A déjà vu: pushing through hard times again. But surely, it will magically end. And it did not. Behold, this is neither self-promotion nor a stabat mater à la academia. But an attempt to analyze what I could have done better.
I was always hustling through school. I tried to seize all opportunities I got. This is what worked the best (seemingly). I could not have been further away from the truth. There were good days, for sure, but even the hard ones proliferating around the end of each term did not make me think something was wrong. I quieted myself repeatedly by saying that it would end soon—and then committed myself to too many things in the next semester again.
That was a big mistake I realized a few months into my Ph.D.:
The hustle will not stop unless the sole responsible soul on this planet will hit the brakes and will shout hands up: "Enough".
You can always work more, but the marginal gains will diminish—you can deceive yourself, like me, that they are still gains—but the price you need to pay is immensely high.
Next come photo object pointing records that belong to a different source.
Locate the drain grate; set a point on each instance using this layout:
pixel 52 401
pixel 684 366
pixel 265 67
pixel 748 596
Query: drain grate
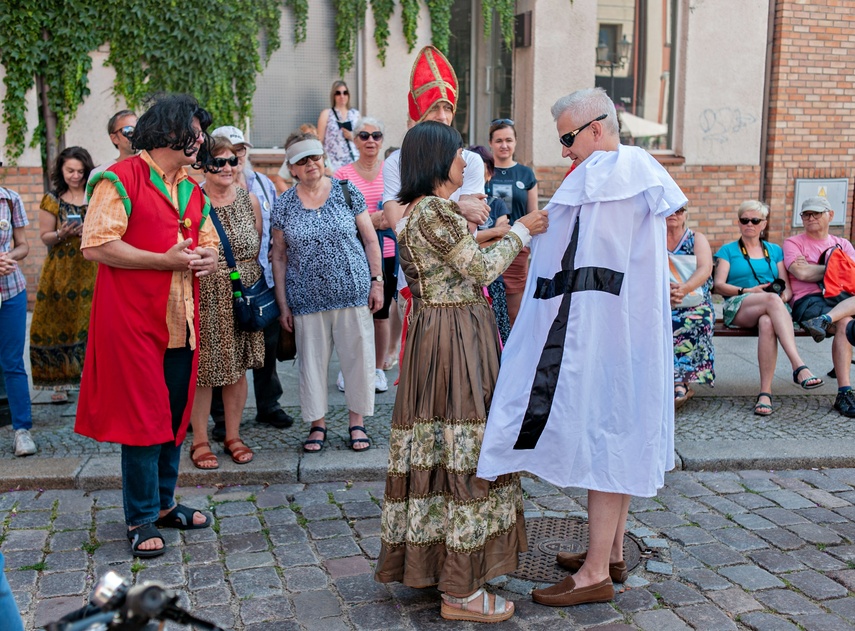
pixel 547 536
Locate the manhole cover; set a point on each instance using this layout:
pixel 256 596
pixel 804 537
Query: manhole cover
pixel 547 536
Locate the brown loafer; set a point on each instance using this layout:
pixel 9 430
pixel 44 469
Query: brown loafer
pixel 617 571
pixel 566 594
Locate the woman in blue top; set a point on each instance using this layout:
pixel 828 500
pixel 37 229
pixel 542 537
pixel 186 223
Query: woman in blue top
pixel 744 275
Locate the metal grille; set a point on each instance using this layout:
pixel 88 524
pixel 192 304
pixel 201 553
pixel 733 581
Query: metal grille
pixel 547 536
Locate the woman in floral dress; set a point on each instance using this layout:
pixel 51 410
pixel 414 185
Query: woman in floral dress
pixel 442 525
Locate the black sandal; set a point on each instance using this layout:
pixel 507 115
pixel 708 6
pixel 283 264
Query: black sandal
pixel 353 441
pixel 315 441
pixel 804 383
pixel 142 534
pixel 181 517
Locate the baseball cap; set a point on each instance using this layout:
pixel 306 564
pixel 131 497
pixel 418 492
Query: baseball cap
pixel 816 204
pixel 233 134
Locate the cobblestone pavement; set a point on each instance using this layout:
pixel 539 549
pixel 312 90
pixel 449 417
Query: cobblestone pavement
pixel 762 550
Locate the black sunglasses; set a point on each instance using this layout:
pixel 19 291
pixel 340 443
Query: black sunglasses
pixel 221 162
pixel 568 138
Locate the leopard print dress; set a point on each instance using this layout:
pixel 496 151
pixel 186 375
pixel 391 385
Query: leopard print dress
pixel 225 352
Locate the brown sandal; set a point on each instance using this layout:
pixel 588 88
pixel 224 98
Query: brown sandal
pixel 237 453
pixel 208 457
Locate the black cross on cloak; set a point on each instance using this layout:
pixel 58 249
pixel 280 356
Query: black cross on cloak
pixel 565 283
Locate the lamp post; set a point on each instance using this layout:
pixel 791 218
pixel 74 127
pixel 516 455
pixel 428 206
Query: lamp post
pixel 611 60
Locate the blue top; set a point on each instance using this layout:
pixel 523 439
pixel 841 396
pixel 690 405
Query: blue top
pixel 327 268
pixel 740 273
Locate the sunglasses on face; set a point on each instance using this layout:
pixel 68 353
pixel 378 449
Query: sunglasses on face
pixel 568 138
pixel 221 162
pixel 364 135
pixel 303 161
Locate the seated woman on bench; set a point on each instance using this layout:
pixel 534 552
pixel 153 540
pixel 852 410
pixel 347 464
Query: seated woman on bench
pixel 751 276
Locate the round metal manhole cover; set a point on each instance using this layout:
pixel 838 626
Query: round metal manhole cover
pixel 547 536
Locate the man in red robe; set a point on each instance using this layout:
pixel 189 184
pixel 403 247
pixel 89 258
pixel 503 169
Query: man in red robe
pixel 147 227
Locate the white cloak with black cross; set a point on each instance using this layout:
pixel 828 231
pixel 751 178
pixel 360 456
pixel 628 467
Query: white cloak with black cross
pixel 585 391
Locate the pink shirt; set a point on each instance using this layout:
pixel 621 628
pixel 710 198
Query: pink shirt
pixel 812 249
pixel 373 193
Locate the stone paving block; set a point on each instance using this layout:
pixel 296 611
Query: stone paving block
pixel 739 539
pixel 265 610
pixel 780 538
pixel 632 600
pixel 706 617
pixel 818 560
pixel 767 622
pixel 705 580
pixel 316 605
pixel 305 579
pixel 327 529
pixel 813 533
pixel 786 601
pixel 256 583
pixel 735 601
pixel 716 555
pixel 814 585
pixel 789 499
pixel 822 622
pixel 377 617
pixel 751 577
pixel 348 566
pixel 24 540
pixel 659 620
pixel 246 560
pixel 65 584
pixel 688 535
pixel 295 554
pixel 675 593
pixel 362 588
pixel 66 561
pixel 845 608
pixel 775 561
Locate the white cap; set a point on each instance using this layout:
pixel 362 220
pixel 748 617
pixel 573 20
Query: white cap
pixel 233 134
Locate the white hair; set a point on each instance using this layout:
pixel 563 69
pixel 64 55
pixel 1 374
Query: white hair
pixel 368 120
pixel 588 104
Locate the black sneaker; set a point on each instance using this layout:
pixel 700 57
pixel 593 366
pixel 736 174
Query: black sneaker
pixel 845 403
pixel 279 419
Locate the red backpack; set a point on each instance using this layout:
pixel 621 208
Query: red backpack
pixel 838 283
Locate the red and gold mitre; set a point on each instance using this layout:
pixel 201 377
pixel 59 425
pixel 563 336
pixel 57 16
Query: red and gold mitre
pixel 431 80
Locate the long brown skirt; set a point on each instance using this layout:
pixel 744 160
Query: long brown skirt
pixel 442 525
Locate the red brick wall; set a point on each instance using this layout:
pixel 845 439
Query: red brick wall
pixel 811 114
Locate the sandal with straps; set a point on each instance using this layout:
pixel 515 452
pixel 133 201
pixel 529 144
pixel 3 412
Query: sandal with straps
pixel 763 409
pixel 353 441
pixel 804 383
pixel 315 441
pixel 237 452
pixel 500 611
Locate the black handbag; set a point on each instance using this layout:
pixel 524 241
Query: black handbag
pixel 254 307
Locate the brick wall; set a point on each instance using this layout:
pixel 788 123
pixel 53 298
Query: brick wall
pixel 812 112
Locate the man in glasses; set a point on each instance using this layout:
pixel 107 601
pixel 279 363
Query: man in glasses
pixel 822 317
pixel 584 397
pixel 266 384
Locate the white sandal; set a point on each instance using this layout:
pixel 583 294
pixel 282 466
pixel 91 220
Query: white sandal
pixel 500 612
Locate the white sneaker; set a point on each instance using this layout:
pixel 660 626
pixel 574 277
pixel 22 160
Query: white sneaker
pixel 24 445
pixel 380 383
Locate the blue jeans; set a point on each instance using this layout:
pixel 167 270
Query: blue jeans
pixel 10 617
pixel 149 474
pixel 13 324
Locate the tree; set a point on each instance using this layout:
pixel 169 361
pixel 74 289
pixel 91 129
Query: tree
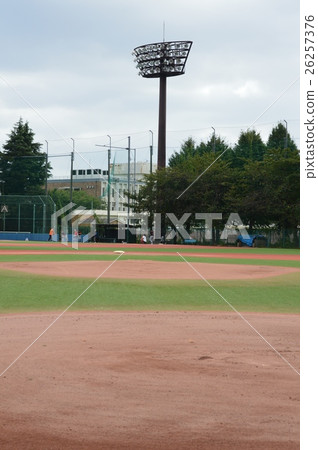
pixel 279 139
pixel 187 151
pixel 23 168
pixel 249 147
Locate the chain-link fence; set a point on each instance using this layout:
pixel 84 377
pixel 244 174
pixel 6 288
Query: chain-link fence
pixel 24 213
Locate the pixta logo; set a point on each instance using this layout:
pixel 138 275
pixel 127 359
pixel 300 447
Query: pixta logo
pixel 233 227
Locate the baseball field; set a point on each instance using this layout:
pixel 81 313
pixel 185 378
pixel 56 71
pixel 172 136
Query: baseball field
pixel 148 347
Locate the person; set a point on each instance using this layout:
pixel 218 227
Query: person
pixel 51 233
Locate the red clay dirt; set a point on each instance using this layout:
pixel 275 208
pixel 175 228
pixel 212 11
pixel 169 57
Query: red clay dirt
pixel 147 380
pixel 147 269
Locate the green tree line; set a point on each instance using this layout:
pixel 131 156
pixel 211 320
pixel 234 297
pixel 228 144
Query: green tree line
pixel 260 181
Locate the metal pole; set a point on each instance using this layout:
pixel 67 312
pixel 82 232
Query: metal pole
pixel 286 137
pixel 33 228
pixel 162 123
pixel 151 150
pixel 128 209
pixel 108 180
pixel 19 217
pixel 46 164
pixel 72 161
pixel 135 169
pixel 213 139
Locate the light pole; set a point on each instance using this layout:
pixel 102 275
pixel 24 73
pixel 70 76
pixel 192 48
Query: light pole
pixel 162 60
pixel 151 150
pixel 46 163
pixel 286 137
pixel 108 176
pixel 213 139
pixel 72 161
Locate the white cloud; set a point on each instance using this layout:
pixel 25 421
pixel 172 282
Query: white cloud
pixel 248 90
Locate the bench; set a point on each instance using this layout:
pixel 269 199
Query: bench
pixel 190 241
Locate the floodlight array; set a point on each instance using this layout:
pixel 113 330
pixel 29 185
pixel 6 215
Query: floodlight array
pixel 162 59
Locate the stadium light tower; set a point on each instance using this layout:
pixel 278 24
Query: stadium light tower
pixel 162 60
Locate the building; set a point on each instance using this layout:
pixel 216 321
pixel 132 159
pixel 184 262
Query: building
pixel 95 183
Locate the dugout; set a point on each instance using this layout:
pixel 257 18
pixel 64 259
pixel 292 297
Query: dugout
pixel 116 233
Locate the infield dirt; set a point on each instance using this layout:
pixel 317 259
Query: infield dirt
pixel 147 380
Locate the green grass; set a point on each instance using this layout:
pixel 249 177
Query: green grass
pixel 149 248
pixel 164 258
pixel 23 292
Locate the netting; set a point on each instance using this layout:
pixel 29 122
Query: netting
pixel 26 213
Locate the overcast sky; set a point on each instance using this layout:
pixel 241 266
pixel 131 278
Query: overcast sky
pixel 66 67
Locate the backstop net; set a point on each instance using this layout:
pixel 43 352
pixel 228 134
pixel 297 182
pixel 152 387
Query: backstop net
pixel 26 213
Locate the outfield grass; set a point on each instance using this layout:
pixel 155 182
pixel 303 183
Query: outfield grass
pixel 25 293
pixel 149 248
pixel 164 258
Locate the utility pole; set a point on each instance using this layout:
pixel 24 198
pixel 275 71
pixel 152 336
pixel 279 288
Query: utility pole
pixel 72 162
pixel 286 137
pixel 128 174
pixel 213 139
pixel 108 177
pixel 46 164
pixel 151 150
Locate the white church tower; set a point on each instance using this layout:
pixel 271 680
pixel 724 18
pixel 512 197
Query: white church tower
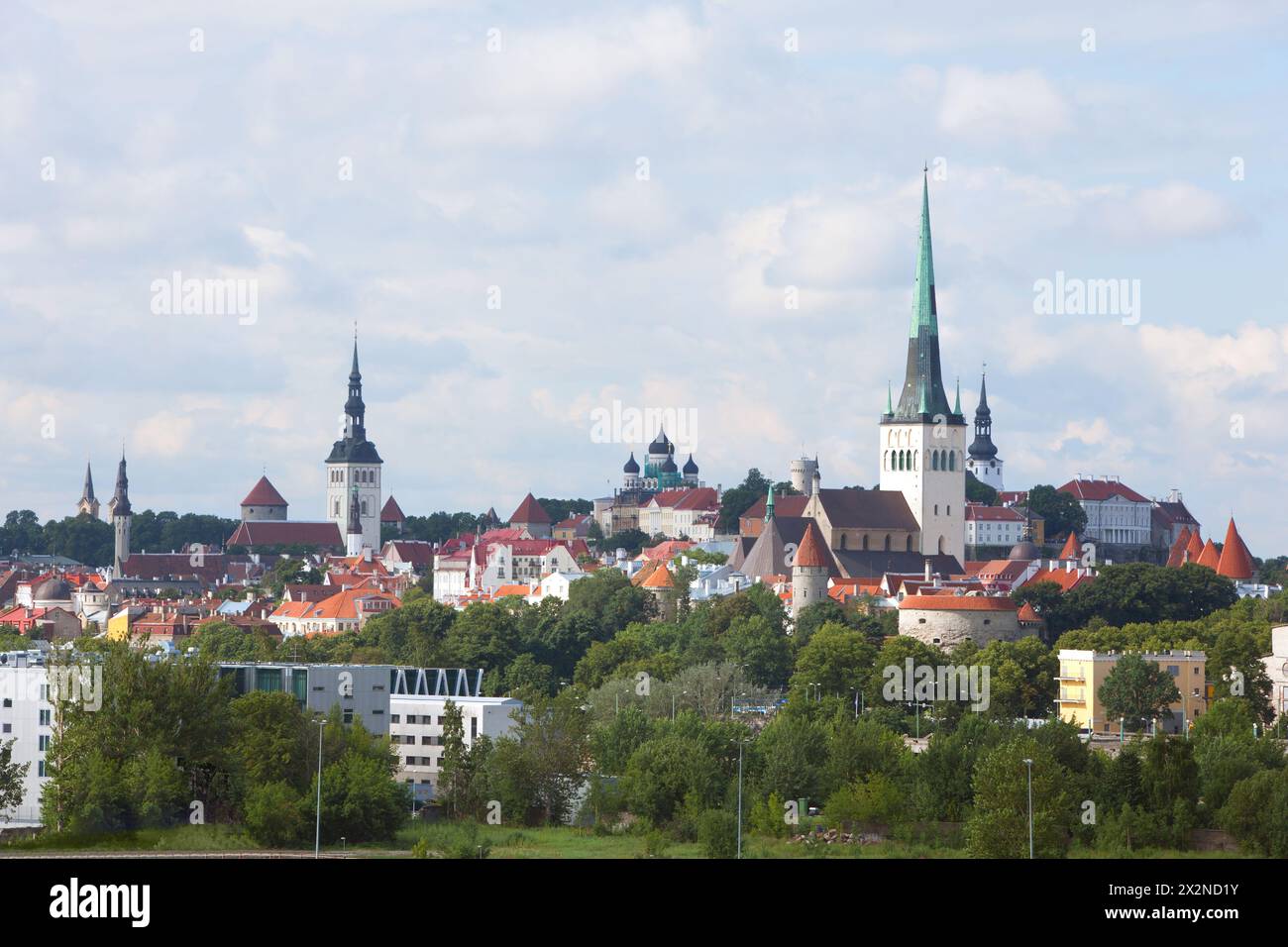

I am not against a hard effort, but I needed to learn that giving all you got is not a sustainable strategy over the long term.
Thinking in terms of compound interest, i.e., consistent, sustainable effort is devoid of the instant gratification of seeing progress.
It fools most of humanity—so chisel it into your memory and glue it onto your bathroom mirror; even that will be a hard undertaking, your mind will protest since thinking so far in the future and estimating the long-term effect is nontrivial.
You can think (as I did) that the hustle is only to get into a master’s, then a Ph.D., maybe a postdoc, then a research grant, a competitive job, then a raise, maybe an own company. Then it never ends. Unless, well, you do something about it.